High-speed stroboscopic photographs show
that the head of a 212 g golf club is trav-eling at 29.8 m/s just before it strikes a 45.9 g
golf ball at rest on a tee. After the collision,
the club head travels (in the same direction)
at 21.8 m/s.
Find the speed of the golf ball immediately
after impact.
9.5
Please show the way
To find the speed of the golf ball immediately after impact, we can use the principle of conservation of momentum, which states that the total momentum before the collision is equal to the total momentum after the collision.
Momentum is defined as the product of an object's mass and velocity, and it is a vector quantity. In this problem, we are given the masses and velocities of the golf club head and the golf ball before and after the collision.
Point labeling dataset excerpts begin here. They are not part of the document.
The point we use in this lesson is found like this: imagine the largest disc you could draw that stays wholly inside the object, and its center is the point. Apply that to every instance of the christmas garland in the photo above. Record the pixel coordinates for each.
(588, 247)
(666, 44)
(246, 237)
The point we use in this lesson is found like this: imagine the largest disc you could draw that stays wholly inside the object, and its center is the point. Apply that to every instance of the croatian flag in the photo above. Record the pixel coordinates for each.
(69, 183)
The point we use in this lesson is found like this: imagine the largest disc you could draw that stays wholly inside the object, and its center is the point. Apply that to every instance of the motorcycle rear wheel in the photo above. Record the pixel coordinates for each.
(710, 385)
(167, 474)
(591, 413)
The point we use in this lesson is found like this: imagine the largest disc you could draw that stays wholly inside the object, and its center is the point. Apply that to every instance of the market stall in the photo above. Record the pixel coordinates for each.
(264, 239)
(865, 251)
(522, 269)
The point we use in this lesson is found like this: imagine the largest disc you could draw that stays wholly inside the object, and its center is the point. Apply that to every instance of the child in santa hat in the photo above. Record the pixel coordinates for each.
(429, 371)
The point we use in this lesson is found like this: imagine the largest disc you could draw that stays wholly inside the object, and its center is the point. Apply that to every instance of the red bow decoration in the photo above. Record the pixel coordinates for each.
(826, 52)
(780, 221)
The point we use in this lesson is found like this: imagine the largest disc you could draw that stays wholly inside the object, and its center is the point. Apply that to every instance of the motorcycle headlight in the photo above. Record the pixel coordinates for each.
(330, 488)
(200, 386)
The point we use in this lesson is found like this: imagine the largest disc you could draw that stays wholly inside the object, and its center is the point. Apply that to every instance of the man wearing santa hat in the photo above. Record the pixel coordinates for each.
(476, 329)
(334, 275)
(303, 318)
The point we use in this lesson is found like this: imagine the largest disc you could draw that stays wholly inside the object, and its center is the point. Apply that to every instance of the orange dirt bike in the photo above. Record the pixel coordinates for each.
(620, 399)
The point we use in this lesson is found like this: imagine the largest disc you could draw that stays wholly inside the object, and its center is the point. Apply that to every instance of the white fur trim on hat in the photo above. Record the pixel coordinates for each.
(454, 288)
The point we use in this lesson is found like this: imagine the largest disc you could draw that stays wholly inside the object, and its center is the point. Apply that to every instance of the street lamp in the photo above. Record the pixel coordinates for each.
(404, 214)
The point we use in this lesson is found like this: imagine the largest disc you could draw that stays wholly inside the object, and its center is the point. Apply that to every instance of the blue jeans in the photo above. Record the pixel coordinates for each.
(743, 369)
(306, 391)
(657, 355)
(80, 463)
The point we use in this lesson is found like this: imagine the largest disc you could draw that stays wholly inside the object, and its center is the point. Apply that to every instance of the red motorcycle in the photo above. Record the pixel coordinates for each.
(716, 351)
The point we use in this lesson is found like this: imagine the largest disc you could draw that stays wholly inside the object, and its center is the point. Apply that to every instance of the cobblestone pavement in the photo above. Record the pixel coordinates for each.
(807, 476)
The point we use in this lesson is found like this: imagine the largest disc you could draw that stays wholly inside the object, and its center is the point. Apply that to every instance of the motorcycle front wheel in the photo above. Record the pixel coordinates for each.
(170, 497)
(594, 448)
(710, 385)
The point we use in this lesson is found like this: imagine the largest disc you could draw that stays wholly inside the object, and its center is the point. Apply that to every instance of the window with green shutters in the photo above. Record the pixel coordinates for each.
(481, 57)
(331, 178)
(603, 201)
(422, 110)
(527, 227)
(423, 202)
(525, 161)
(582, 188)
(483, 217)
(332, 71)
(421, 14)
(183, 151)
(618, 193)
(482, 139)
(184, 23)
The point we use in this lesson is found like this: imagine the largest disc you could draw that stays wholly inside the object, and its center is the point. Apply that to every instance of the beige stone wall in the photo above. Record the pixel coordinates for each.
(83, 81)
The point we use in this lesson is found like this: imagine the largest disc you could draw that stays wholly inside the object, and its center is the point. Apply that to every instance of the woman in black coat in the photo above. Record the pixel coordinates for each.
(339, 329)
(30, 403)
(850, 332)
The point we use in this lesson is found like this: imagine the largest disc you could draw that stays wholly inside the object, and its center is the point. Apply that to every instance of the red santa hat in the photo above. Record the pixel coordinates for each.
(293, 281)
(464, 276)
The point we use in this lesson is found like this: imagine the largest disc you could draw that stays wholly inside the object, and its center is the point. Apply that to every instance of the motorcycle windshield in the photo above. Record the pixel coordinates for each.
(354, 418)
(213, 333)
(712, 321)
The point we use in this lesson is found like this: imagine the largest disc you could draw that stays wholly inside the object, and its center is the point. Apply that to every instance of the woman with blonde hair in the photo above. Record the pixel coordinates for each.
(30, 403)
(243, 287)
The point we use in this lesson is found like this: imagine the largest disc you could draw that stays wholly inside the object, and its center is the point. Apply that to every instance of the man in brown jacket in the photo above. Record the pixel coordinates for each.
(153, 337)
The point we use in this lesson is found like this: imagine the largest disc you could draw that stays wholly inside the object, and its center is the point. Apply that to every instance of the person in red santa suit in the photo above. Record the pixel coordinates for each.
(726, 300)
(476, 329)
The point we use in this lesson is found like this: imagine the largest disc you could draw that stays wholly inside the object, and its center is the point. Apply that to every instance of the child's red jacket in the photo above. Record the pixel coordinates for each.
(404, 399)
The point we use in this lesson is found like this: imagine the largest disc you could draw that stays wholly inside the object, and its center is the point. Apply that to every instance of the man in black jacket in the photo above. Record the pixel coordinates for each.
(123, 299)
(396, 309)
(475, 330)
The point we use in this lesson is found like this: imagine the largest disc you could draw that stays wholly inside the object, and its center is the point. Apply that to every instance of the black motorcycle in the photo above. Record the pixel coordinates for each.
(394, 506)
Let's denote the initial velocity of the golf club head as v1_club, the mass of the golf club head as m1_club, the initial velocity of the golf ball as v1_ball, the mass of the golf ball as m1_ball, the final velocity of the golf club head as v2_club, and the final velocity of the golf ball as v2_ball.
According to the conservation of momentum, we have:
(m1_club * v1_club) + (m1_ball * v1_ball) = (m1_club * v2_club) + (m1_ball * v2_ball)
Plugging in the given values:
(212 g * 29.8 m/s) + (45.9 g * 0 m/s) = (212 g * 21.8 m/s) + (45.9 g * v2_ball)
Now, let's solve for v2_ball.
(212 g * 29.8 m/s) = (212 g * 21.8 m/s) + (45.9 g * v2_ball)
(212 g * 29.8 m/s) - (212 g * 21.8 m/s) = 45.9 g * v2_ball
Simplifying the equation:
(212 - 212) g * 29.8 m/s = 45.9 g * v2_ball
0 = 45.9 g * v2_ball
Since the mass of the golf ball, m1_ball, is non-zero, the only way for the equation to be true is if v2_ball is equal to 0 m/s. Therefore, the speed of the golf ball immediately after impact is 0 m/s.